Optilab:Les travailleurs de la santé demandent un moratoire

Optilab:Les travailleurs de la santé demandent un moratoire

LABORATOIRE. Tout comme les maires de Dolbeau-Mistassini et de Roberval, Richard Hébert et Guy Larouche, l’Alliance du personnel professionnel et technique de la santé et des services sociaux (APTS) invite la population de région du Saguenay-Lac-Saint-Jean à signer la pétition revendiquant un moratoire afin d’éviter que les laboratoires médicaux de la région soient démantelés et centralisés au centre de santé de Chicoutimi.

La porte-parole régionale de l’APTS, Lynn Brie, précise que la mise en place du projet OPTILAB vise à transférer 70% des prélèvements effectués dans les centres de santé de Dolbeau-Mistassini, Roberval, Alma, Jonquière et La Baie vers Chicoutimi. « Les échantillons prélevés seront transportés deux à trois fois par jour sur plus de 200 kilomètres pour certains. D’importants examens nécessitent une analyse immédiate. Le transport de Dolbeau vers Chicoutimi retarderait de quelques heures le traitement de l’échantillon en laboratoire. Ce délai peut avoir des conséquences dramatiques pour le patient dans certaines situations ».

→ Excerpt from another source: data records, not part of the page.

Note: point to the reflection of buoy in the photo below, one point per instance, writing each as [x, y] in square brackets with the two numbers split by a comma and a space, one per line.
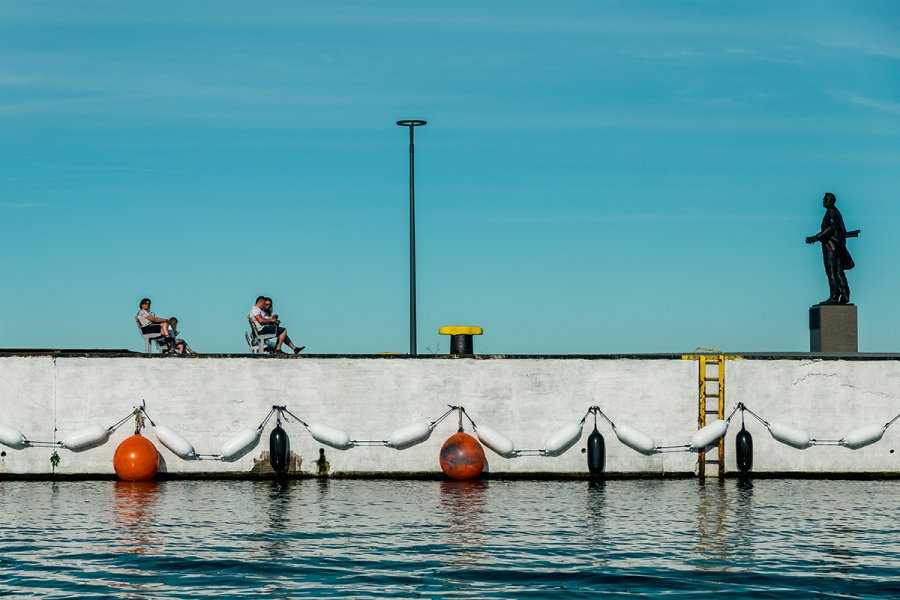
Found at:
[462, 457]
[279, 447]
[136, 459]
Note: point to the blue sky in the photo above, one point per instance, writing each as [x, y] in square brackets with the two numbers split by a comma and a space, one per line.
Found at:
[595, 177]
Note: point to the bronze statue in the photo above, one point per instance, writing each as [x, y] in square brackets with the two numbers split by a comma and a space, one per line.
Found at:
[834, 251]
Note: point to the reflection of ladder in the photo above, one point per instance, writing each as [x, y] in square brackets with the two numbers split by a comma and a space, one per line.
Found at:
[711, 402]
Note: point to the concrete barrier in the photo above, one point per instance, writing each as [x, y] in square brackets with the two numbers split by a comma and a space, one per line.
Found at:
[207, 399]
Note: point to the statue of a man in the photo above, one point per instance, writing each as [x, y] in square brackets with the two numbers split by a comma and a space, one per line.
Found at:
[834, 251]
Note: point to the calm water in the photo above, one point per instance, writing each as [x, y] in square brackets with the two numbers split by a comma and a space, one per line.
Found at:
[410, 539]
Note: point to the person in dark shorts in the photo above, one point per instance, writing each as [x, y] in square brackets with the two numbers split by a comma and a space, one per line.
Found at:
[269, 324]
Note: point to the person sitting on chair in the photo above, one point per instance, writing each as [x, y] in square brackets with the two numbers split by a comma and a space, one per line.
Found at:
[149, 322]
[270, 324]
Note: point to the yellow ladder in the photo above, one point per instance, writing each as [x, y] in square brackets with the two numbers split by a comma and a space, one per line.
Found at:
[711, 379]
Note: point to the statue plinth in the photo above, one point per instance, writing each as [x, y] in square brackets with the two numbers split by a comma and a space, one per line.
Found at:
[832, 328]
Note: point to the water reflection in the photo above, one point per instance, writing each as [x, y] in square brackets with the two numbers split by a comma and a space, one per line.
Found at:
[134, 510]
[376, 538]
[712, 544]
[462, 505]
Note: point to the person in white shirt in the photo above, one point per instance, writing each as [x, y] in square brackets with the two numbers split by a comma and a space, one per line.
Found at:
[149, 322]
[263, 323]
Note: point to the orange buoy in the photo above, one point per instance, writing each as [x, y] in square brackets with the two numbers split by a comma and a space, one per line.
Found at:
[136, 459]
[462, 457]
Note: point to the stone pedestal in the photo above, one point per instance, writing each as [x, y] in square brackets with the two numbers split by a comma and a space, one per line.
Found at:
[832, 328]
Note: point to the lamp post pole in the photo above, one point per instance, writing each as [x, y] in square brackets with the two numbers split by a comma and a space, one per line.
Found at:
[412, 124]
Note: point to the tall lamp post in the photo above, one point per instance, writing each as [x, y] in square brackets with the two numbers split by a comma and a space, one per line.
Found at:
[412, 124]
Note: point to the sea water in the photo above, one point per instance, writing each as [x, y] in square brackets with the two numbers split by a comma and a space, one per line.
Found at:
[419, 539]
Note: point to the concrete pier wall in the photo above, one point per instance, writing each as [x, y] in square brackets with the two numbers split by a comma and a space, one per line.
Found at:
[208, 399]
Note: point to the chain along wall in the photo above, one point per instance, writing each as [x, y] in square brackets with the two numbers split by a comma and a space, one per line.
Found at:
[208, 400]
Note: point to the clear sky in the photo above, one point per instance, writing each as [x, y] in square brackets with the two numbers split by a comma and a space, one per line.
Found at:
[595, 177]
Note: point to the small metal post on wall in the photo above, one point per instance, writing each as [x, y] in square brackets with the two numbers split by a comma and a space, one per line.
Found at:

Lynn Brie souligne par ailleurs que les analyses des tests de pathologie pour détecter le cancer pourraient faire l’objet d’une prolongation de l’attente des résultats, ce qui augmente l’angoisse chez les patients en attente d’un diagnostic. « La perte de proximité nous expose à des risques de dégradation ou de perte des échantillons. La communication entre les intervenants est beaucoup plus facile quand tout se fait sur place », commente la représentante syndicale.

L’évaluation de l’APTS sur l’impact qu’aura cette centralisation des analyses de laboratoire sur les 81 postes de technologistes médicales et des laboratoires est estimée à 50% de pertes d’emplois. La mise en application du programme OPTILAB au Saguenay-Lac-Saint-Jean doit donc faire l’objet d’une analyse plus approfondie sur les conséquences, de conclure l’APTS, qui demande qu’un moratoire soit décrété pour que l’on approfondisse les effets sur les services de santé en région.

Le Premier ministre Philippe Couillard n’a pas tardé à réagir rejetant du revers de la main tout moratoire sur la question.